Es gibt in der Tat Länder, in denen erhebliche Fortschritte gemacht wurden, auch im Hinblick auf die Rechtsstaatlichkeit und die Verfassungsmäßigkeit. Es gibt einige Länder, in denen ich bestimmt nicht leben wollte. Es gibt aber genügend christlich-abendländisch geprägte Länder, in denen ich auch nicht leben möchte.
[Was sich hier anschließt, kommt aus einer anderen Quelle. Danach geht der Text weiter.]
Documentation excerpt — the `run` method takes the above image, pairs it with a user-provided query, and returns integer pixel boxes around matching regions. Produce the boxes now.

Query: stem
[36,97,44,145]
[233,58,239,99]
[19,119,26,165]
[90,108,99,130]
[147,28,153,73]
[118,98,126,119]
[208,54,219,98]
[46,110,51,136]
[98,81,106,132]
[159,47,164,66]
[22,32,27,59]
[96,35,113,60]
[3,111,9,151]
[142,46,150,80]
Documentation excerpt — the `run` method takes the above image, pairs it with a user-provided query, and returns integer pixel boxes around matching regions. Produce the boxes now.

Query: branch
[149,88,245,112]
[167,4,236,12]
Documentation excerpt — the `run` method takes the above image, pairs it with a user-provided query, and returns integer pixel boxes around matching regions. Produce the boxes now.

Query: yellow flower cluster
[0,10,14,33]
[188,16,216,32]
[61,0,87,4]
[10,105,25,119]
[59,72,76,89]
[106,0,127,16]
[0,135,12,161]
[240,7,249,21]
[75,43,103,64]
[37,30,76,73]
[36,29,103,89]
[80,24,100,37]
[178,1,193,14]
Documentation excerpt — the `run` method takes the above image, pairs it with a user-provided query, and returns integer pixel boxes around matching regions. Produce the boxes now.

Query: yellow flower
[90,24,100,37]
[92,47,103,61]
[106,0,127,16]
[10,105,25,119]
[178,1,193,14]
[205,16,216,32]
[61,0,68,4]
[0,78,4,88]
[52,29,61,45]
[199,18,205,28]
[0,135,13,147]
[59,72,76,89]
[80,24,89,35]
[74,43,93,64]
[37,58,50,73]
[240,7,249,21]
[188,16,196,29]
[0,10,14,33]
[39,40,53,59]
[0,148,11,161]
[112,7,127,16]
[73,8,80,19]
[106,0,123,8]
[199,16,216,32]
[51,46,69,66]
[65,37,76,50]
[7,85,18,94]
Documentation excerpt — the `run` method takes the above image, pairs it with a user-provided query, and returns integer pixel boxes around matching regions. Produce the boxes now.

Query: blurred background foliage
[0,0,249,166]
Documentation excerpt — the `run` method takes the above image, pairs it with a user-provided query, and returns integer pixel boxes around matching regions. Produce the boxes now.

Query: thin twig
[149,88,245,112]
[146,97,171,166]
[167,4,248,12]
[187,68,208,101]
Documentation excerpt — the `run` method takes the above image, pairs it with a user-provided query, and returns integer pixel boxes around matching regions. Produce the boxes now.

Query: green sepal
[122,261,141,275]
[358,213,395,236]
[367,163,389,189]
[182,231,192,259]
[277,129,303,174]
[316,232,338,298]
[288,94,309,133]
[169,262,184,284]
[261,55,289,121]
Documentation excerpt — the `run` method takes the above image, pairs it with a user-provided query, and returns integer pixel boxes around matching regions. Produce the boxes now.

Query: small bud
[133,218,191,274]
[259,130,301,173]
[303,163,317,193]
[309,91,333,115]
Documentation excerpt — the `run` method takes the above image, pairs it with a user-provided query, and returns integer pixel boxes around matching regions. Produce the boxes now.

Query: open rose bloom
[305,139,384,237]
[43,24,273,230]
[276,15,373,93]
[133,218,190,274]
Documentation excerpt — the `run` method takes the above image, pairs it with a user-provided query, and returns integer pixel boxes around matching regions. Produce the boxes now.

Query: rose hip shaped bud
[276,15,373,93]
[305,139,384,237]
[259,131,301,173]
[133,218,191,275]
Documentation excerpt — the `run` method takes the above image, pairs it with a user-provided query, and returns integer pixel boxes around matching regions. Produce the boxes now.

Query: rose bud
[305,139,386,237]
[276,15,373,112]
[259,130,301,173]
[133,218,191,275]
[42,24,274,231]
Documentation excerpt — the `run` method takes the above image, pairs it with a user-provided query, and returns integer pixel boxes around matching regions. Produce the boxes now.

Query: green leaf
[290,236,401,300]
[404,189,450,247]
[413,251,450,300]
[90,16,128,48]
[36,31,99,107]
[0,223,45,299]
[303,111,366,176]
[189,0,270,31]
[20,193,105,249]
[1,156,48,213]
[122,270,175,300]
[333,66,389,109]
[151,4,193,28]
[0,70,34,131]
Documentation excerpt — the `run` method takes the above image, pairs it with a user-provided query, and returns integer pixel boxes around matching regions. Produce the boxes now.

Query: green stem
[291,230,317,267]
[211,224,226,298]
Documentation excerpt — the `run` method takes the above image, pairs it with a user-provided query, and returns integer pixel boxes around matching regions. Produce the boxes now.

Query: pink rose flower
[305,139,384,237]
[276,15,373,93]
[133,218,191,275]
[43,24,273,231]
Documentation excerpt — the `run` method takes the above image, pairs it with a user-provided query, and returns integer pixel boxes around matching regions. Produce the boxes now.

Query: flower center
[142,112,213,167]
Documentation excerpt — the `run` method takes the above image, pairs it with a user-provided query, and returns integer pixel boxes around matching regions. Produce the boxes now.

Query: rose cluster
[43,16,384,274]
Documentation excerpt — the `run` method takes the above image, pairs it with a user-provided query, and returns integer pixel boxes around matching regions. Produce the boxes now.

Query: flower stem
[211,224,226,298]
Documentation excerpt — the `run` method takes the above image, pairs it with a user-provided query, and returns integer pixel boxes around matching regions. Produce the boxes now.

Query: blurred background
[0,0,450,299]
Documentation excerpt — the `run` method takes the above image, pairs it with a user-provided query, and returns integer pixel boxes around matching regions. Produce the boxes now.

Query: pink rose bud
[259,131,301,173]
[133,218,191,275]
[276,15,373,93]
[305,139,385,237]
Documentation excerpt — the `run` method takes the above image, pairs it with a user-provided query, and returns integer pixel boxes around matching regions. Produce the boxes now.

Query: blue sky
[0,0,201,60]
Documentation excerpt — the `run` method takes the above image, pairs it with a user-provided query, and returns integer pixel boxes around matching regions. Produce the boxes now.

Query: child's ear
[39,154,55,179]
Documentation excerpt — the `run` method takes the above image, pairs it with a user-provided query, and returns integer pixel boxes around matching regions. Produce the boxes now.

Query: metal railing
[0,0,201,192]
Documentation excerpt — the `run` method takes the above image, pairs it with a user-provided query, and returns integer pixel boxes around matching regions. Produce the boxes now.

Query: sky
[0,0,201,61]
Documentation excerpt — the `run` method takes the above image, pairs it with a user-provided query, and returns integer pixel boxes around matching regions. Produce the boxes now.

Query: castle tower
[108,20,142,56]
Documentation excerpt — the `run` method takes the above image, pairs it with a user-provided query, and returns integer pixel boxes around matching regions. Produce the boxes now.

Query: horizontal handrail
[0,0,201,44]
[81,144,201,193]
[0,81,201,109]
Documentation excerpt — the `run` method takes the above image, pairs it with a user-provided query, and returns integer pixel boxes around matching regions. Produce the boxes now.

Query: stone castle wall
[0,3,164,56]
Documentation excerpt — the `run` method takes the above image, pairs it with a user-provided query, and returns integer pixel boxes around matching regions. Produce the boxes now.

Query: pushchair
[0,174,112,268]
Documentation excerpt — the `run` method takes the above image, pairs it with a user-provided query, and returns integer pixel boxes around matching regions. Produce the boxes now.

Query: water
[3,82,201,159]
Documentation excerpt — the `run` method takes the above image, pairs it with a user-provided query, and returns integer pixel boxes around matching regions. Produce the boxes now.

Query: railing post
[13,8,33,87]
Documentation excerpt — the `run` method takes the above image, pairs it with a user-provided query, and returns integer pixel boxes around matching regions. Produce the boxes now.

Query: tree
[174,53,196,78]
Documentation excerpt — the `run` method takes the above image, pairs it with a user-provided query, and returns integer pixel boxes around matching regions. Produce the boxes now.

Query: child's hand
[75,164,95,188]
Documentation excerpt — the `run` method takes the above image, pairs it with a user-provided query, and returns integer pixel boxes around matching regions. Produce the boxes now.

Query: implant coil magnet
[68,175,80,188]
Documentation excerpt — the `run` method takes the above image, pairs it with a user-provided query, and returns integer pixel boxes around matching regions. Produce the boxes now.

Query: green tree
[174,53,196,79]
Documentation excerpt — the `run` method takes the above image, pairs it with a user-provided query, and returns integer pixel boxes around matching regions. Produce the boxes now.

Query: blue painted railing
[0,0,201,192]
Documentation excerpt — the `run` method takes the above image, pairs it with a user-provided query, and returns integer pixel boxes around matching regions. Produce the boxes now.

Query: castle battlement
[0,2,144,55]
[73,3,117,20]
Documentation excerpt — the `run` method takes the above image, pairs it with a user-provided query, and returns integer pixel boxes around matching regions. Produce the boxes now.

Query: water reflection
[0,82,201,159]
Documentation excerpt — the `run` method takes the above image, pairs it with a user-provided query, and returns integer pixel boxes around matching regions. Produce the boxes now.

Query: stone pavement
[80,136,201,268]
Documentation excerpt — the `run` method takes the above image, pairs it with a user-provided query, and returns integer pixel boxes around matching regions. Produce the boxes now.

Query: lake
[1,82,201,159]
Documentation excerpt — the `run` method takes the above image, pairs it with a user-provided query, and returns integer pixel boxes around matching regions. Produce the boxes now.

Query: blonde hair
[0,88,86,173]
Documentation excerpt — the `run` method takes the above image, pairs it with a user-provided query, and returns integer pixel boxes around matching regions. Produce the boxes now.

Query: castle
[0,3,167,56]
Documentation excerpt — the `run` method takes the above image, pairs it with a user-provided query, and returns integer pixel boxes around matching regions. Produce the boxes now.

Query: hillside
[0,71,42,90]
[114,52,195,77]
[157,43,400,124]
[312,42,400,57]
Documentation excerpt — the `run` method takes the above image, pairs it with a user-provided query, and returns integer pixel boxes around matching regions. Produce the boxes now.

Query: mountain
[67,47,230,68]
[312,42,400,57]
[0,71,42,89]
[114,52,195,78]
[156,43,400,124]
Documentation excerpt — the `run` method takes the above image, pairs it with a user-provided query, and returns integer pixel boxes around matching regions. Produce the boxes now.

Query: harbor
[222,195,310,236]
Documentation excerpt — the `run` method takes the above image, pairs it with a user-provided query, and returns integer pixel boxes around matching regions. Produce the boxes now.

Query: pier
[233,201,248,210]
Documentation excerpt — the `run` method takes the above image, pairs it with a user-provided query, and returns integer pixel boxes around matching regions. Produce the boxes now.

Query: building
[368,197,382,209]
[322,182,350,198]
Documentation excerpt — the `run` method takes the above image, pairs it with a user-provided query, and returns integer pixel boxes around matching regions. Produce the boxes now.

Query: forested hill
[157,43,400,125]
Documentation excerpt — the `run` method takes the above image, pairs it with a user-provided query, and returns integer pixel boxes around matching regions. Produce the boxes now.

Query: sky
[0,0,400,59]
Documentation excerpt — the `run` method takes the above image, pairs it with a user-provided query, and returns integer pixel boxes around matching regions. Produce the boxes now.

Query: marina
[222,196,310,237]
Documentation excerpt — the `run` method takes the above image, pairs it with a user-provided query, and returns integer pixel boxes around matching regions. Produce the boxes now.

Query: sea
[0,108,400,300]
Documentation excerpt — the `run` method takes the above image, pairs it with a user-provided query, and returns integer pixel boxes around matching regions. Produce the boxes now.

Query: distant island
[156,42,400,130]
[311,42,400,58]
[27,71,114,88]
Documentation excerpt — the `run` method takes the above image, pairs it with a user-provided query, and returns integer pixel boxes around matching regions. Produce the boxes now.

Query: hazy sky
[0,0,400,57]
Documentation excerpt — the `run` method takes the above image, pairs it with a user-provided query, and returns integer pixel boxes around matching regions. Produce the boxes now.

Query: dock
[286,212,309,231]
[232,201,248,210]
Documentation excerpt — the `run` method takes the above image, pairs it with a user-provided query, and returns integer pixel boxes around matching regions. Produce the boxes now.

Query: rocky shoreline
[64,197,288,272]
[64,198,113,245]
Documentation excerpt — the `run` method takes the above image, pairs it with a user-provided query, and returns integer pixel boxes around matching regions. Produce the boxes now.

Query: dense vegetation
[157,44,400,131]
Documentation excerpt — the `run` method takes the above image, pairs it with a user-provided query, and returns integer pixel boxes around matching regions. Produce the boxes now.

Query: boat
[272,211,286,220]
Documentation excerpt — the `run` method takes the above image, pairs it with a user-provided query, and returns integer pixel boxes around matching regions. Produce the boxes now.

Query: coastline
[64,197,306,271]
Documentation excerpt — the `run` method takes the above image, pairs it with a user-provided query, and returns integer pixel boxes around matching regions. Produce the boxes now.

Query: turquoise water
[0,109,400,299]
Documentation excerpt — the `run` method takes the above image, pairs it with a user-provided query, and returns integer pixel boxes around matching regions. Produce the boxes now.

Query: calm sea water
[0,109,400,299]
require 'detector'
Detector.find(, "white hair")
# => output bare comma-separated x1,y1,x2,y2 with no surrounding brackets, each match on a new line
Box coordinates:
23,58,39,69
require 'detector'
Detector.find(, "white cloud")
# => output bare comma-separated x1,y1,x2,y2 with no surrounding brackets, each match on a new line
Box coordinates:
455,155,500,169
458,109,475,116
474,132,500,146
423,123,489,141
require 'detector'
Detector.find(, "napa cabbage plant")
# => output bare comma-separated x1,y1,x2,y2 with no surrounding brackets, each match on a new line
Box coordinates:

Wir unterhalten uns heute über unser Land, über die Bundesrepublik, und die möchte ich so sehen, wie sie unser Rechtsstaat und unsere Verfassung gestaltet haben und nicht in dem Sinne verändert, wie Sie sich das vorstellen,
indem wir religiöse Schriften staatlicherseits eingrenzen, verändern oder am besten verbieten lassen.
Und noch eins – Herr Kollege, Sie müssen stehen bleiben, solange ich Ihnen antworte –: Der Rechtsstaat, von dem Sie hier gesprochen haben, muss sich, ja er darf sich nicht in der von Ihnen gewünschten Weise betätigen. Religionsfreiheit bedeutet, dass du glauben kannst, was du willst.
Aber handeln darfst du nur in den Grenzen des Rechts.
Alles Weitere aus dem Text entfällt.